— И потом, я не знаю испанского, как я буду преподавать?
— У вас там группа из десяти человек, и все в том же положении. Не говори, что ты самая бездарная.
— Мне будет легче оттого, что другие тоже сядут в калошу? А при моей застенчивости я сяду в нее первой, даже если я самая талантливая!
В сестрицыных жалобах всегда имеется зерно истины. Это мешает послать ее туда, куда следовало бы. А главное, она обезоруживающе мила. Ее поглощенность собой нетрудно терпеть: во всем этом нет ни тени злобы, зависти к другим. Только растерянность девочки из сказки, начинающей понимать, что чуда не будет. Что-то заело в волшебном механизме. А она ждала! Красивое, гордое, нежное ожидание наполняло ее жизнь год за годом. И все, глядя на нее, ждали — так сразу сложилось. Вера и ходить еще толком не умела, а близкие и дальние уже смотрели на это лучезарное дитя со сладким ощущением предопределенности счастья. С некоторых пор во всем, что говорит сестра, слышится один горестный упрек: “Где же она, любовь? Что со мной будет без нее?…” Пока считалось, будто счастье есть у меня, это помогало ей не разувериться в своих надеждах. Теперь они гаснут — вот в чем горе. Страх, сумеет ли она должным образом преподать кубинцам русский язык, лишь одна из химер, подстерегающих ее в потемках неуютного будущего.
— Перестань каркать. Кончится тем, что тебя умыкнет какой-нибудь прекрасный мулат, и станет неважно, насколько ты овладела методиками.
— Ох, нет! Прекрасный мулат означал бы скандальную высылку. С волчьим билетом на остаток жизни. Или уж брак без права на возвращение. Ты что, шутишь? Начальство, наше и кубинское, совместными усилиями обеспечит мне одно из двух: или больше не увидеть возлюбленного, или вас. Это у них называется “уронить достоинство советского специалиста” — они все делают, чтобы никому не повадно было. Как подумаю об этом…
— Подумай лучше о том, что все эти ужасы еще не произошли. Пока у тебя не волчий билет, а каникулы.
— Каникулы, да. Последние! А мы только и делаем, что выгуливаем Али. Живем, как старухи. Ты хоть к Томке ездишь, а я все дома и дома.

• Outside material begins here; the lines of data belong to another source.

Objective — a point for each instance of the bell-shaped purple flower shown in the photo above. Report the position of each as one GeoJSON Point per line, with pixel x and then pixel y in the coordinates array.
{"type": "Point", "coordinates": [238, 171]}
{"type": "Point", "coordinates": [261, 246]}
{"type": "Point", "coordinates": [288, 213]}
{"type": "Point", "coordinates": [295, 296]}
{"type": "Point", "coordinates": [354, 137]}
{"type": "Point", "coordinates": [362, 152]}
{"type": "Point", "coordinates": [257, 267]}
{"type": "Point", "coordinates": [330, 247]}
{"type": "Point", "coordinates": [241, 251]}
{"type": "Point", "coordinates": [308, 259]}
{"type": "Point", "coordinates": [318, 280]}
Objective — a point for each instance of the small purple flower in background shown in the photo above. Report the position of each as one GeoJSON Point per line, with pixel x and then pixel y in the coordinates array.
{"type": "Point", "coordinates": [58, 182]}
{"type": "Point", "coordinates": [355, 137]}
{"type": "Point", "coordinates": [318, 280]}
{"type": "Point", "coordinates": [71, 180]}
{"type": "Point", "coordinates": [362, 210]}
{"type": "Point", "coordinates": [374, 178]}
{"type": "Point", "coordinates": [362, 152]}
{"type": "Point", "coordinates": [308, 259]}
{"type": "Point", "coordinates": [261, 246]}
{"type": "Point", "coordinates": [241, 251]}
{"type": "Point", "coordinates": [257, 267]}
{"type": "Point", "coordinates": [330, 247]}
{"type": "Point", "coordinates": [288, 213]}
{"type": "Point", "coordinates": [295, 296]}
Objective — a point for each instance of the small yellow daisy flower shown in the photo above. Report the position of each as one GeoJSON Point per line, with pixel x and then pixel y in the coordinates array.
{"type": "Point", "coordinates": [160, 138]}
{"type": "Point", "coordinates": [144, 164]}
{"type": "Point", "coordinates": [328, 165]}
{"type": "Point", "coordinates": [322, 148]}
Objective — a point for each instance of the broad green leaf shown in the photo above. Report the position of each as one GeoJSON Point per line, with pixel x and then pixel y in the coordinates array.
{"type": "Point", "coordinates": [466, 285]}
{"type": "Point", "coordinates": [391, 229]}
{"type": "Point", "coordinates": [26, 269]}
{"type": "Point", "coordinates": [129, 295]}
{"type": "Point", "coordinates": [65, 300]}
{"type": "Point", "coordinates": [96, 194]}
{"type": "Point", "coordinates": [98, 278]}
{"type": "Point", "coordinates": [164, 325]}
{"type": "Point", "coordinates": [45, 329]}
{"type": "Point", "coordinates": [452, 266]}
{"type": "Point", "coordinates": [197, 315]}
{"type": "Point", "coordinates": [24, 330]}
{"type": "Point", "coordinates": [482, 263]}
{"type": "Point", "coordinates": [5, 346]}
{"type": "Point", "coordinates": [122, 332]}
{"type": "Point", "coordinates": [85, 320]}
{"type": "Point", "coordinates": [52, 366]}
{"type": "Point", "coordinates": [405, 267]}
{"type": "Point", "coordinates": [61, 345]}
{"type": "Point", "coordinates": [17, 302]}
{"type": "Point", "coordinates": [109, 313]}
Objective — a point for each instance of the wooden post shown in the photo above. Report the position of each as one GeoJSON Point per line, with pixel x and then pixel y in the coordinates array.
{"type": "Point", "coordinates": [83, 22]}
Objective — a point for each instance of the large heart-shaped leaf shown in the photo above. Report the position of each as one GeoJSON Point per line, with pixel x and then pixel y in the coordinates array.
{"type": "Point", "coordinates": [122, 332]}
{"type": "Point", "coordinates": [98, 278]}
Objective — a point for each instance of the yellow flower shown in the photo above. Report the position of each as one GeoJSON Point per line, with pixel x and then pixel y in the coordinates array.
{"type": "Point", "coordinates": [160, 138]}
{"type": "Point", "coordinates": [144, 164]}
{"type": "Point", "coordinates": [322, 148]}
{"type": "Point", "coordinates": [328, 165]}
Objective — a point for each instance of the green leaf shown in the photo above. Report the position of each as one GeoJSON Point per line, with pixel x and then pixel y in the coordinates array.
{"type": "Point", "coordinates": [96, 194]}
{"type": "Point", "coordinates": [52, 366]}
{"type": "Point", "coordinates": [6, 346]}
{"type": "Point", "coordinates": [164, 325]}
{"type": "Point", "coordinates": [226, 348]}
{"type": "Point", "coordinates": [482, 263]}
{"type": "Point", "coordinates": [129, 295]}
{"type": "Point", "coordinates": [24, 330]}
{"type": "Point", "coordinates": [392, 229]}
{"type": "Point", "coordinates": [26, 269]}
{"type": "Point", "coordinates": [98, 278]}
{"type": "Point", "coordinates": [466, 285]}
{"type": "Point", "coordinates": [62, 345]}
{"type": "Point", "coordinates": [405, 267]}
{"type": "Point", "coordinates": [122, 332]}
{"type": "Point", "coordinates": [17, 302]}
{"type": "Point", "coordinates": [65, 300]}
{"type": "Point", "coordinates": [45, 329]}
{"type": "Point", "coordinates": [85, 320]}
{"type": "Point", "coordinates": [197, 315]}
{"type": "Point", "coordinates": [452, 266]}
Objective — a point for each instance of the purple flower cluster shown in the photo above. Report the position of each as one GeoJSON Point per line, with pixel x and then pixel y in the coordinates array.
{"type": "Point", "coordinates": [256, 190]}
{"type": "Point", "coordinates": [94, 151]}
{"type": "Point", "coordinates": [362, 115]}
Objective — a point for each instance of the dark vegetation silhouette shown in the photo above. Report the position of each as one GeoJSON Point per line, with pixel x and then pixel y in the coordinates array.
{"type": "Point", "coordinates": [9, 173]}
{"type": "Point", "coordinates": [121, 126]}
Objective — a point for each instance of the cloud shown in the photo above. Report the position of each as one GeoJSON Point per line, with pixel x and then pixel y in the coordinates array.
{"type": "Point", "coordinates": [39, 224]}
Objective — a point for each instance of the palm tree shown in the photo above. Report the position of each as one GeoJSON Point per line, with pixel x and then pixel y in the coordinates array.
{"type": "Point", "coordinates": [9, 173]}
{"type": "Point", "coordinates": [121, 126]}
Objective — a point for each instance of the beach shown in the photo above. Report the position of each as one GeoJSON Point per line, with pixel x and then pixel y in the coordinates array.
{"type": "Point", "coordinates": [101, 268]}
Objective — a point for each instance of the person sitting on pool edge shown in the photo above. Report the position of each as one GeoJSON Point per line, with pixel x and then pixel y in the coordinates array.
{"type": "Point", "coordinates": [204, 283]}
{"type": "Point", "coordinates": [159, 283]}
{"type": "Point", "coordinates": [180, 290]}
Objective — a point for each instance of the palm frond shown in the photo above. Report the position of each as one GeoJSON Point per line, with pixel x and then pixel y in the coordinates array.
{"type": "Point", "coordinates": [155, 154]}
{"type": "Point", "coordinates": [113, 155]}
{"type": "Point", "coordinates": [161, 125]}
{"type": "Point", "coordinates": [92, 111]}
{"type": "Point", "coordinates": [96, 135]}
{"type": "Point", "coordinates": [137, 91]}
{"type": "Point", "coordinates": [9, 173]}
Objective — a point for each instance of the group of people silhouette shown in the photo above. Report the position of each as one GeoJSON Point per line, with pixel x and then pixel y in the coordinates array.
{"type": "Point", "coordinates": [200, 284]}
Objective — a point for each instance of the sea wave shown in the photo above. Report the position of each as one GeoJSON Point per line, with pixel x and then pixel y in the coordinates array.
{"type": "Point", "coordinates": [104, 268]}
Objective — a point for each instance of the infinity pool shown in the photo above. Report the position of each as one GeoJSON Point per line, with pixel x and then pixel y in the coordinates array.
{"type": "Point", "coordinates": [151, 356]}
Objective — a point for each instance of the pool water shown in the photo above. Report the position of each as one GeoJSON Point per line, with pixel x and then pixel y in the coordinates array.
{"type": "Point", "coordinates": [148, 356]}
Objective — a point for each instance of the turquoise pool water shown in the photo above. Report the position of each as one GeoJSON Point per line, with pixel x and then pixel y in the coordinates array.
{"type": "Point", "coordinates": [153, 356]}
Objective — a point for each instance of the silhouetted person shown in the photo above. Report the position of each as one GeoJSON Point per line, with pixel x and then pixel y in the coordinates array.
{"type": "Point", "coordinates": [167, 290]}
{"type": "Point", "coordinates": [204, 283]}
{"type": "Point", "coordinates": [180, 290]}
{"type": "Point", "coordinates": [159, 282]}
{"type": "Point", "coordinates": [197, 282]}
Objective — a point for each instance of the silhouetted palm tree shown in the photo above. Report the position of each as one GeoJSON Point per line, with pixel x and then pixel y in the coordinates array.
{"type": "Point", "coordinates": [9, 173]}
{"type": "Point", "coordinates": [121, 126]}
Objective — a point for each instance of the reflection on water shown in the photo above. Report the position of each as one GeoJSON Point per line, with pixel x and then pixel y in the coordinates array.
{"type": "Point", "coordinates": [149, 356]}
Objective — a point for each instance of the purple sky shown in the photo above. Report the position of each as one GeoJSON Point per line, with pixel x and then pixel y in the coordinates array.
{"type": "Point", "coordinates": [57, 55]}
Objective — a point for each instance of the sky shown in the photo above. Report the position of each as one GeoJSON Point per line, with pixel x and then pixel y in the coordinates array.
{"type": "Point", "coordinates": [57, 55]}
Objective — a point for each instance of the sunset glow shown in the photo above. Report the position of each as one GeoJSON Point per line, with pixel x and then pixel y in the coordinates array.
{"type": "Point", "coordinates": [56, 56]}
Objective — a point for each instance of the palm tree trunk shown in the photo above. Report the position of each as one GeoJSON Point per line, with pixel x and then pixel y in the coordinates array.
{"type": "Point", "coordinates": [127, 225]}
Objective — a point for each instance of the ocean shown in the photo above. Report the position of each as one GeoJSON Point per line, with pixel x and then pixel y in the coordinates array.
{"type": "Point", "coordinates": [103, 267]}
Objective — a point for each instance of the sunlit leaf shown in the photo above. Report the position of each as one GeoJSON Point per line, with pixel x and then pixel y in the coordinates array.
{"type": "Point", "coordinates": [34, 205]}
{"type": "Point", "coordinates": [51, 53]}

— Томка будет рада и тебе.
— Да ну их, этих ее гостей! Сама-то она прелесть, но ее кунсткамера меня просто убивает. В последний раз сижу у нее, вдруг вваливается тип. Вот если бы Мефистофель был каким-нибудь узбеком, не знаю, таджиком — так это он. Сам изжелта-бледный, глаза, как мрачные дотлевающие угли! На голове — берет, заломленный набок. Хорошо еще не с пером!

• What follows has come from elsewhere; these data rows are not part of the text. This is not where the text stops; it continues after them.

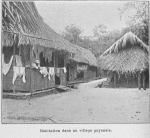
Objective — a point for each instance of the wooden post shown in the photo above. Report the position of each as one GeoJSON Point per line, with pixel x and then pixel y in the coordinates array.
{"type": "Point", "coordinates": [144, 80]}
{"type": "Point", "coordinates": [127, 81]}
{"type": "Point", "coordinates": [139, 80]}
{"type": "Point", "coordinates": [14, 58]}
{"type": "Point", "coordinates": [31, 91]}
{"type": "Point", "coordinates": [115, 79]}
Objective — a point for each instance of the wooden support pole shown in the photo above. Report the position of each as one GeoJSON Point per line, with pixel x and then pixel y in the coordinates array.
{"type": "Point", "coordinates": [14, 58]}
{"type": "Point", "coordinates": [139, 81]}
{"type": "Point", "coordinates": [144, 80]}
{"type": "Point", "coordinates": [115, 79]}
{"type": "Point", "coordinates": [127, 81]}
{"type": "Point", "coordinates": [54, 68]}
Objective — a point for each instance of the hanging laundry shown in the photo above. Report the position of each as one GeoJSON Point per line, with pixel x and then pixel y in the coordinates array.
{"type": "Point", "coordinates": [6, 67]}
{"type": "Point", "coordinates": [25, 55]}
{"type": "Point", "coordinates": [65, 70]}
{"type": "Point", "coordinates": [19, 72]}
{"type": "Point", "coordinates": [18, 61]}
{"type": "Point", "coordinates": [36, 52]}
{"type": "Point", "coordinates": [43, 71]}
{"type": "Point", "coordinates": [51, 72]}
{"type": "Point", "coordinates": [36, 64]}
{"type": "Point", "coordinates": [57, 70]}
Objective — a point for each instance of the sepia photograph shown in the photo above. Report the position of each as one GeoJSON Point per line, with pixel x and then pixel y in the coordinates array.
{"type": "Point", "coordinates": [75, 62]}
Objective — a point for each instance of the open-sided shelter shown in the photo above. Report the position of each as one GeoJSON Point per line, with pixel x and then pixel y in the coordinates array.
{"type": "Point", "coordinates": [30, 49]}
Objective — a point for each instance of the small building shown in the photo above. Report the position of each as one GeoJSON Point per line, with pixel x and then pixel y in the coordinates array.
{"type": "Point", "coordinates": [82, 66]}
{"type": "Point", "coordinates": [126, 62]}
{"type": "Point", "coordinates": [32, 53]}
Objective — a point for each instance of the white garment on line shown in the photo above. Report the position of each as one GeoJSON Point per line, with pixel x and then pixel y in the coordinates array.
{"type": "Point", "coordinates": [18, 61]}
{"type": "Point", "coordinates": [6, 67]}
{"type": "Point", "coordinates": [64, 68]}
{"type": "Point", "coordinates": [19, 72]}
{"type": "Point", "coordinates": [43, 71]}
{"type": "Point", "coordinates": [51, 72]}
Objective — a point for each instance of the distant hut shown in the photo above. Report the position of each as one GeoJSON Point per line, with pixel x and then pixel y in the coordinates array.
{"type": "Point", "coordinates": [126, 62]}
{"type": "Point", "coordinates": [82, 66]}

— А, знаю. Это Ильяс. Он смешной.
— Хороший смех! Наклонился ко мне, глаза в щели сузил и шипит: “Хочешь, я дам тебе пощечину? Ты же наверняка мазохисточка. Ты испытаешь наслаждение!” Я так возмутилась, что вскочила с места и закричала: “Только попробуй! Я тебя в окно выброшу!” И ведь сгоряча показалось, что сил хватит! А он расселся напротив, снял берет — под ним желтая лысинка, вокруг вороные кудри — и разразился речью. В духе Васисуалия Лоханкина! Что-то вроде “когда бы ты пришла в мою мансарду, которая, заметь, неподалеку, тебя бы там блаженство ожидало, а денег я бы взял совсем немного…” Тут Томка входит, чай тащит на подносе. А он ей: “Тебе пора зайти ко мне постирать. Не буду же я сам этим заниматься! Для мужчины и художника это унижение!” И что ты думаешь? Она ему кротко отвечает: “Сегодня не смогу, завтра тоже. Послезавтра”. Так это убоище еще фыркнуло: “Я, дескать, ждать не люблю”. Зачем Тома пускает к себе таких? Он что, ее любовник?
— По-моему, и не любовник, и не художник. Но претендует на то и на другое. Он всем встречным женщинам сообщает о своем беспощадном намерении с ними спать. А в свободное от этих угроз время картинки пишет. Очень наивные. Вроде тех красавиц, которых мы в детстве рисовали. Помнишь? Фиолетовые глаза до висков, ротик как куриная гузка и взрыв рыжих кудрей.
— Понятно. Это мазохистки его мальчиковых фантазий, — непримиримо вставляет Вера. Ей трудно быть снисходительной. Теоретически она пришла к заключению, что если не хочешь остаться старой девой, пора забыть бесплодные мечты и выбирать среди реальных мужчин. “Но стоит посмотреть на них с этой точки зрения, и прямо руки опускаются!”